Joy Finzi (March 3, 1907 - June 14, 1991) was an artist and founder of the Finzi Trust, a foundation named for her deceased husband, composer Gerald Finzi.
She was born Joyce Black in Hampstead, London. She studied music and art, and married Finzi in 1933. They had two sons, Christopher and Nigel.
Together with her husband, Finzi played an important part in founding the Newbury String Players. She devoted much time to preserving the work of composer-poet Ivor Gurney, continuing her husband's work after his premature death in 1956. She sketched portraits of contemporary musicians including Ralph Vaughan Williams, Sir Adrian Boult, Howard Ferguson and Sir Arthur Bliss, and writers including Edmund Blunden, Ursula K. Le Guin, Sylvia Townsend Warner and David Jones.
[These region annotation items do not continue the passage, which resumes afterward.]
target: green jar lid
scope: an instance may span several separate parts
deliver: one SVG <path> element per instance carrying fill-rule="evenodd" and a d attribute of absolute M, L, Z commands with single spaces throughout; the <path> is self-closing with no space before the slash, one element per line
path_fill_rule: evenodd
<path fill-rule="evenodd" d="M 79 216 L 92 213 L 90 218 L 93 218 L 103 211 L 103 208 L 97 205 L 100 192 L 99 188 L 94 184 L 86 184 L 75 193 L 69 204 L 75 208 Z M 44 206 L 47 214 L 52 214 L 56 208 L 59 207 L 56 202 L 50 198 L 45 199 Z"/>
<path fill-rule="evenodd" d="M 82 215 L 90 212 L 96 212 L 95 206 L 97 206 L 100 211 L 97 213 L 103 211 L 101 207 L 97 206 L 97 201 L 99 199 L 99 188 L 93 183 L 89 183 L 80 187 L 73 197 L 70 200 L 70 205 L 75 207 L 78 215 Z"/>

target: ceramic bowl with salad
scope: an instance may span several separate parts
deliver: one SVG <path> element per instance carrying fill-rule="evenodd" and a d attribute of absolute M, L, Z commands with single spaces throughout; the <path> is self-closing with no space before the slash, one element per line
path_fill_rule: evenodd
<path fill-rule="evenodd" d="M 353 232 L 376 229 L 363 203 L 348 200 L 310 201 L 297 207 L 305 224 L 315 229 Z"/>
In 1969, she founded the Finzi Trust to finance the recording of her husband Gerald's work and that of other composers, and was instrumental in the formation of Finzi Friends in 1982, a society furthering the work of the Trust. She continued to draw and sculpt, and published two volumes of poetry A Point of Departure and Twelve Months of a Year. A collection of her portrait drawings was published in an edition of 300 by Libanus Press in 1987, with the title In That Place.